This collection of 72 photographs of Leo and Mischkah was taken during my final workshops in Tuscany, in September 2022.
- Photographer: Damien Lovegrove
- Models: Leo Leblanche & Mischkah Scott
- Styling: Damien, Leo and Mischkah
- Technical support: Håvard Løberg
- Event page: Tuscany 2022
- Camera: Fujifilm GFX50s
- Lenses: GF 23-64mm, GF 80mm, GF 110mm, GF 250mm
- Lighting: Lupo Superpanel, Godox AD200 with Fresnel head
- Filters: Tiffen Black Pro Mist 1/2, Handmade Morrocan silk diffuser
- Smoke Machine: Scotty 11 from The Smoke Factory in Germany
01. I wanted a sense of fairytale, children’s literature, with a narrative of jeopardy and belonging. Leo wears a layered tulle skirt and bralet that I had made for these shoots and she is lit with the Lupo Superpanel set to 3200k. The colour palette of these photographs is inspired by renaissance paintings.
This was my 10th workshop in Italy and the last one that I will run in Tuscany. I now have an opportunity to explore another region of Italy in preparation for an all-new workshop in September 2023. This was also the last of my workshops to feature nudity. It’s time to move on and as you probably know; my picture styles have continually evolved through the years. I’m developing a narrative-led lifestyle portrait genre for 2023 starting with this sell-out tour of the abandoned gold mines of Nevada and California in May.
02. The cellar of this old Tuscan farmhouse is where the animals live in the winter. A new farm has been built by the latest generation of the family just 1 km up the track leaving this building, once home to their parents, abandoned. When I say ‘track’, I mean rough, rugged, rocky trail. Our hire cars just about negotiated the boulders without too many scrapes and dents on the underside.
03. These walls have stories to tell for sure. This is a special place to be. It has the fabulous textures that I crave for my photography. The aroma of farm animals still fills the air and it’s exciting and a privilege just to be in this space. Leo is lit with the battery-powered Lupo Superpanel.
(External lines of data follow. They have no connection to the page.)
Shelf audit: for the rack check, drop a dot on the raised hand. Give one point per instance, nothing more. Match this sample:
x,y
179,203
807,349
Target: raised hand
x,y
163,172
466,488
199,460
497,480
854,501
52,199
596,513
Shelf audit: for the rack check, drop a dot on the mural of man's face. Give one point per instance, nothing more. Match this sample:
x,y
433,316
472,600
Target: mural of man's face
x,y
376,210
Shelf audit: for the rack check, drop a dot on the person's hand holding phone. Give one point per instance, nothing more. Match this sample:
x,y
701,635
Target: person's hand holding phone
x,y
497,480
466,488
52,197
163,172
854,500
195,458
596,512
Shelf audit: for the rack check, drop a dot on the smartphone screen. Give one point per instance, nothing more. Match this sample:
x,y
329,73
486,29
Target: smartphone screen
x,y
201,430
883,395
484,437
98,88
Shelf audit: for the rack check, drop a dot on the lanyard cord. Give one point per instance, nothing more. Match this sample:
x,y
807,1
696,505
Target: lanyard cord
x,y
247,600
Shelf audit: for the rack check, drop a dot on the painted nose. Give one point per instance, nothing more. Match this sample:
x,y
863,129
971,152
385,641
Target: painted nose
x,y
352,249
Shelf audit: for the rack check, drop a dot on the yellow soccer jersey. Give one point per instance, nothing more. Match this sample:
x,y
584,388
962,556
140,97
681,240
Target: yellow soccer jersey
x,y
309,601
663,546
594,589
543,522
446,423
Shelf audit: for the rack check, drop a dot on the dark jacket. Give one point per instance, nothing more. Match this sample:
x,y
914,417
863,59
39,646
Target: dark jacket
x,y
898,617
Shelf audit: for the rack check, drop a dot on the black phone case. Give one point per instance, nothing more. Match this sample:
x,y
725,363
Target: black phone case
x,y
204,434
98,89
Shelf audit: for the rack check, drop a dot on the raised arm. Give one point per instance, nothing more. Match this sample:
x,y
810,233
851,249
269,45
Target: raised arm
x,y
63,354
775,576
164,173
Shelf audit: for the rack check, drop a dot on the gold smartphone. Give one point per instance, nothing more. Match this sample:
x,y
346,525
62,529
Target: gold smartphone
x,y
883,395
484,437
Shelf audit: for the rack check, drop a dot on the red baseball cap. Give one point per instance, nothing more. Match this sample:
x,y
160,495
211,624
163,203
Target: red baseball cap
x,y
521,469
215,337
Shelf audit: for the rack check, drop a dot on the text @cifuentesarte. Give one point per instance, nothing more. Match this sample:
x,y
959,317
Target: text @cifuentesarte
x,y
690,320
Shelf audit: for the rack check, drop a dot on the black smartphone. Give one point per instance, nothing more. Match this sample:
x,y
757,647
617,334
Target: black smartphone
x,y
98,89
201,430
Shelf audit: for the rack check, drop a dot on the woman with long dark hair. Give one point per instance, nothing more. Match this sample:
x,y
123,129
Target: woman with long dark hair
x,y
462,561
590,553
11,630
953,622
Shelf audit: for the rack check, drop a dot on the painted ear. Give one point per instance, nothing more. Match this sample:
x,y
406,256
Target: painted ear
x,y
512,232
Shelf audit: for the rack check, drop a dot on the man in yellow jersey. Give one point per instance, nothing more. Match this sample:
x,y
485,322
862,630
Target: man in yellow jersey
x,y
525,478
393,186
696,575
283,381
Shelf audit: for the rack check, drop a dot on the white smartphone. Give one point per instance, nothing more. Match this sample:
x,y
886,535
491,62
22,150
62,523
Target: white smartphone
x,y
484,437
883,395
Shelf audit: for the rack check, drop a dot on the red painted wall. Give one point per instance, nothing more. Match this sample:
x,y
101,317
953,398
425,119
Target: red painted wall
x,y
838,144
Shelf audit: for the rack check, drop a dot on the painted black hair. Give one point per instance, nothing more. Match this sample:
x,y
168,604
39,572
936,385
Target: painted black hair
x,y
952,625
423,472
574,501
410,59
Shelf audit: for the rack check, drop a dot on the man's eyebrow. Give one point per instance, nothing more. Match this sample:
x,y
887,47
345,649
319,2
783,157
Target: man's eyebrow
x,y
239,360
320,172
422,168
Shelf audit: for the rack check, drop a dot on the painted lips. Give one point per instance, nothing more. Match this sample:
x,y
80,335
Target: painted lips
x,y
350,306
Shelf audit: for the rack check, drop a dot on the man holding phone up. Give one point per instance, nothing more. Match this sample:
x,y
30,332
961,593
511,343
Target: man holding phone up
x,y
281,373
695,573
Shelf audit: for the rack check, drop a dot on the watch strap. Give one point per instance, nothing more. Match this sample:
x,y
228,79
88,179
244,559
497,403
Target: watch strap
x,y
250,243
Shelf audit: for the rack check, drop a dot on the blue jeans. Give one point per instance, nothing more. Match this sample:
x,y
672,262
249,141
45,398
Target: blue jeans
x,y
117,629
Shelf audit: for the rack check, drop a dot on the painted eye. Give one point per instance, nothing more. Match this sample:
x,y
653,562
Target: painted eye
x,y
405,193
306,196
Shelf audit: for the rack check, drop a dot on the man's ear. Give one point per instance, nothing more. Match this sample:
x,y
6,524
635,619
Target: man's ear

04. Mischkah rests against a centuries-old feeding trough with a piece of cloth that I bought online. It looked just like one I saw on a sculpture in the Vatican museum.
05. I placed the bottles on the mantlepiece in this railway workers’ hut three years ago and I love how they are still there. The only light here is the light of the sky coming through a broken window. I reduced the colour temperature in my camera to create this warm, rich, atmosphere.
06. Glancing light is fabulous to work with. The oils on the skin create a wonderful sheen and in turn specular reflections that push a spike on the histogram over to the right. I’m not one to look at histograms because they get in the way of art. I asked my clients to switch off the blinking exposure aids and histograms and just ‘feel’ the exposures. What could possibly go wrong? A Tiffen Black Pro Mist filter completed the look.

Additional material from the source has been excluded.